The new Government has launched the 'Digital India' and 'Make in India' campaigns to rev up the economy, boost investor confidence and re-chart India growth story. Both these campaigns provide significant opportunity for transforming the country's telecom sector and spearhead the economic growth for the country.

Whilst the sector has witnessed clarity on several regulatory issues in the recent past, i.e., including mergers and acquisitions guidelines, Foreign Direct investment (FDI) relaxation, the tax (both direct and indirect) related concerns of the industry have remained unaddressed for a long time. With the new Government presenting its first full term budget Union Budget, the expectations are very high for turning its 'Achhe Din' vision into a reality.

The key expectations of the telecom industry are:

Availability of tax incentives
Considering that the telecom sector is a highly capital intensive, conferment of tax incentives would provide the much needed impetus to the sector. The incentives could be in the form of introduction of the tax holiday benefits (i.e. Section 80IA) for the existing telecom operators, as also, granting 'infrastructure status', thereby tax holiday benefits to infrastructure sharing companies and telecom equipment vendors.

Further, to promote the 'Make in India' campaign, tax incentives should also be announced to encourage domestic manufacturing of mobile handsets, telecom equipment, including fostering indigenous Research and Development and intellectual property rights creation.

Clarity on withholding tax related issues
The telecom industry, whilst being one of the leading sectors contributing to the economic growth of the country, it has also been the most litigation prone sector from a tax withholding perspective.

Retrospective amendment to the 'Royalty' definition by enlarging the scope of the term 'process' to include transmission by satellite, cable, optical fibre or by any other similar technology, whether or not such process is secret, has further increased the withholding tax litigation in respect of standard telecom payments. This amendment has not only increased the  tax burden for operators; as in many cases telecom operators are unable to recover the tax from the recipients, it has also created uncertainties in compliance with the withholding tax obligation for the earlier years.

These issues should be addressed by rationalising the withholding tax rates (by way of introduction of a uniform/ lower tax rate)/ provisions (by providing clarity on the exact applicable provisions) and issuing necessary clarifications to this effect.

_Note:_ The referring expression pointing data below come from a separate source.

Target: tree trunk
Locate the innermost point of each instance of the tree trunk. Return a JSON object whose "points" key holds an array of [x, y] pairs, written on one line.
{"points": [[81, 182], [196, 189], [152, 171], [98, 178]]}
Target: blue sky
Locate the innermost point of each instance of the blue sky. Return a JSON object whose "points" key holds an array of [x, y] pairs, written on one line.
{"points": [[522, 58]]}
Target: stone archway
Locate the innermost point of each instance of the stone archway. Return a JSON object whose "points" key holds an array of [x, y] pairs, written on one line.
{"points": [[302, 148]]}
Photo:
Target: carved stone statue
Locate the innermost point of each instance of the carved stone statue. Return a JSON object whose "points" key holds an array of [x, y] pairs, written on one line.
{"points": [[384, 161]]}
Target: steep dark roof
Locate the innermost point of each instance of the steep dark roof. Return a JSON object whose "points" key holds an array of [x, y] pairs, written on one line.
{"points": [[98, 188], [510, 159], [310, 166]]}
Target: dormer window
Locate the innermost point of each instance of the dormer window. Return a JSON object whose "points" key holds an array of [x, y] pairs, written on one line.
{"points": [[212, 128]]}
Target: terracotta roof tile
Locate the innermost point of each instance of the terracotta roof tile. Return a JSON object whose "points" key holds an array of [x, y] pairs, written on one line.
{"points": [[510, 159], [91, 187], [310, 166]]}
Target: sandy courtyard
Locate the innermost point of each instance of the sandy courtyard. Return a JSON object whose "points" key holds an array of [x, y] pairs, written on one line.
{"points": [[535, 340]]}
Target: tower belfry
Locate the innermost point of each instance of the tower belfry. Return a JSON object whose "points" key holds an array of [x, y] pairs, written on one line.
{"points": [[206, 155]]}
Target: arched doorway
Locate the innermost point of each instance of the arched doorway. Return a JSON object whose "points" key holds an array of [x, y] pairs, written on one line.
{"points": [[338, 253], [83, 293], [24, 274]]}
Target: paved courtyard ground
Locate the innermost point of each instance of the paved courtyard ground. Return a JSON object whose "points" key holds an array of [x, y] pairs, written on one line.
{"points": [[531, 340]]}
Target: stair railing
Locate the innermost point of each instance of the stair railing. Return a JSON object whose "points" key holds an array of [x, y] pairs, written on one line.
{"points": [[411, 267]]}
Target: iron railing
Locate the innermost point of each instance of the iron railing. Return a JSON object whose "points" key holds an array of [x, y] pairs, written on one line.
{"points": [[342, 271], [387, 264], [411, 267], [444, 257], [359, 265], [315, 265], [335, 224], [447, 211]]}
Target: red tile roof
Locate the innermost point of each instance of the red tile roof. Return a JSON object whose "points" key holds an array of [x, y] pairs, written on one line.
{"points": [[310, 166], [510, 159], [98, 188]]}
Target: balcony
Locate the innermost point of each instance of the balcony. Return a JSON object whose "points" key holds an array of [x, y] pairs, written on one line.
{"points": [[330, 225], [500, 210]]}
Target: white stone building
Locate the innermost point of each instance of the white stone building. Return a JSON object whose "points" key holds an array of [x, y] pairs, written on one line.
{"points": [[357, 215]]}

Restoration of the custom duty exemption
Withdrawal of customs duty exemption in the last Budget on specified telecom products has adversely impacted the sector.  Given the rapidly changing technological environment coupled with the need for increasing tele-density and penetration in the sector, the customs duty exemption should be restored for all telecom products in the proposed Budget.

Availability of CENVAT credits
It is likely that to bring about an increase in the overall tax collections, the Government may increase the indirect tax rates in this Budget.  However, the availability of corresponding CENVAT or central value added tax credit on several inputs and input services may be a concern having regard to the current trend in this context. Thus, it is expected that the government should address this concern by allowing CENVAT credit for all capital goods, inputs and input services to the extent they are used for rendering taxable services.

Thus, whilst the Telecom industry is gearing up to explore the vast opportunities available in the sector, it is hopeful that the Union Budget ushers in the much needed tax reforms to provide a boost to the sector and propel inclusive growth to the Indian economy.